L’arbre et l’entrée de la maison sont à échelle de perception de l’enfant. La caisse de l’oranger -en proportion des marches- mesure cinquante centimètres de hauteur. L’oranger est un arbuste mais, dans l’univers de l’enfant il est grand et nous le voyons grand.
La ligne bleue symbolise le ciel, elle marque la limite supérieure de la vision de l’enfant.
Le seul « volume » perceptible dans cette toile est l’enfant.
Il est rendu par une diagonale qui traverse le corps accroupi du garçonnet et se termine sur son bonnet.
Sur cette surface plane, c’est l’enfant qui crée l’espace.
Son vêtement à carreaux est peint sans modelé -comme le sont les vêtements dans les estampes japonaises. En revanche, le bonnet a une consistance due aux reflets sur le tissu qui répondent aux reflets du feuillage de l’arbre.
Deux traits, celui de la nuque et celui de la joue, soulignés par une légère ombre, donnent vie à l’enfant.
Il se dégage une harmonie douce de ce tableau due à la transparence de la lumière et à la sobriété des couleurs : du bleu-gris, de l’ocre-jaune et du noir. Pas de couleurs complémentaires, pas de chaud ni de froid.
Bonnard utilise la détrempe pour donner l’effet de matité recherché par les Nabis dans leurs peintures décoratives.
Le bac de l’arbre et les marches sont travaillés à la manière de la peinture à l’encre. Les lignes épousent les formes peintes en aplats. Bonnard a un sens très sûr du dessin et de la composition. La couche très délayée éloigne les éléments du fond.
Analyse
Bonnard le peintre poète le peintre du bonheur
En entrant dans la complicité de Bonnard, le spectateur atteint l’état de grâce de l’enfant qui voit les êtres et la nature à l’image du bonheur.
Il se dégage de cette toile un charme infini.
De sa période Nabi Bonnard retient l’œuvre de Gauguin avec ses couleurs sublimées et ses sujets aux formes simplifiées.
Bonnard représente souvent une réalité revisitée par son imagination.
Il écrit : « …avant de peindre, je réfléchis. Je rêve ».
L’enfant au pâté de sable est un moment suspendu de ce rêve.
Le 25-10-1931 Bonnard écrit : « tout l’effet pictural doit être donné par des équivalents de dessins. Avant de mettre une coloration il faut voir les choses une fois, ou les voir mille ».
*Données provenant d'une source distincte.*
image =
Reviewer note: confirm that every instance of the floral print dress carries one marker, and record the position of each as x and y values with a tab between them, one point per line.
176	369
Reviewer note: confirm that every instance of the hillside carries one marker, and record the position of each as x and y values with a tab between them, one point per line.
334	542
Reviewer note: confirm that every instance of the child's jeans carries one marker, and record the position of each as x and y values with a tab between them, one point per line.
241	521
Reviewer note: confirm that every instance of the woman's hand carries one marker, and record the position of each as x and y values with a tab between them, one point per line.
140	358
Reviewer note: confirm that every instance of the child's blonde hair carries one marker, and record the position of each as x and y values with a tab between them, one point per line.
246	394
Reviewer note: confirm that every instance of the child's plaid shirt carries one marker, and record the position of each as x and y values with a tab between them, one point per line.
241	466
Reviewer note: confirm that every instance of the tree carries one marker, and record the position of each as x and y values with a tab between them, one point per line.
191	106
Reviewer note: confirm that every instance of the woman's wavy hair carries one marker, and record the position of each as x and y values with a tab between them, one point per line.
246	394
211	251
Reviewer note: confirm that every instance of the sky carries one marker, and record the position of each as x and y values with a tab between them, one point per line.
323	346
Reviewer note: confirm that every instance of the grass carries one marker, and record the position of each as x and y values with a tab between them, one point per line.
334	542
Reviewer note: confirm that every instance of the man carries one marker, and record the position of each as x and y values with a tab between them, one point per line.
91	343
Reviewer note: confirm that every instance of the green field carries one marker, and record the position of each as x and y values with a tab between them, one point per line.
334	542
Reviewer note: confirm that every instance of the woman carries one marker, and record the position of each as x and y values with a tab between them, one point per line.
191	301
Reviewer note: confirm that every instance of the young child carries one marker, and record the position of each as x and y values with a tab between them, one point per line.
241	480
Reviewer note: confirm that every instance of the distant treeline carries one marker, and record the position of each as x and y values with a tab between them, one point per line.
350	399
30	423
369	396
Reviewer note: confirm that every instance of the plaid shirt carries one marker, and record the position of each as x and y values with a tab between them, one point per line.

Bonnard ne travaille pas sur le motif, mais presque toujours dans l’atelier, à partir de ses souvenirs. Aussi n’est-ce pas l’instant tel qu’il le voit qu’il cherche à représenter, mais plutôt l’instant tel qu’il l’a intensément ressenti.
Il fait vibrer et palpiter ses couleurs et ses dessins.
Le 16-02-1932 Bonnard écrit : « …la beauté c’est la satisfaction de la vision ».
Bonnard est un peintre du bonheur.
Son regard sur la peinture est tenu par une perception émotionnelle.
Pour Bonnard l’émotion est gage d’authenticité.
Bonnard est un peintre poète.
Il aide à croire en la beauté, ce ravissement fragile qui naît au contact du vivant dans sa simplicité, son élan.
C’est la fraîcheur de cette rencontre avec le monde que le peintre cherche à transcrire dans L’enfant au pâté de sable
Ainsi le tableau devient un poème.
Conclusion
Bonnard, comme Vuillard et ses amis Nabis a cherché à exprimer l’inexprimable, à « sentir » les choses Suivant les conseils de Cézanne qu’il admirait pour son indépendance.
Bonnard s’abroge du réalisme et de la ressemblance pour exprimer une vie intérieure.
Il poursuivra toute sa vie un but silencieux :
Bonnard écrit en 1946 : « il ne s’agit pas de peindre la vie. Il s’agit de rendre vivante la peinture ».
Il retouche inlassablement ses toiles comme s’il ne pouvait se résoudre à l’achèvement de la peinture.
« j’espère que ma peinture tiendra sans craquelures. Je voudrais arriver devant les jeunes peintres de l’an 2000 avec des ailes de papillon ».
Par sa fantaisie et le magnétisme de sa sensibilité, par sa variété chromatique, la peinture de Pierre Bonnard est exceptionnelle dans l’Art d’aujourd’hui.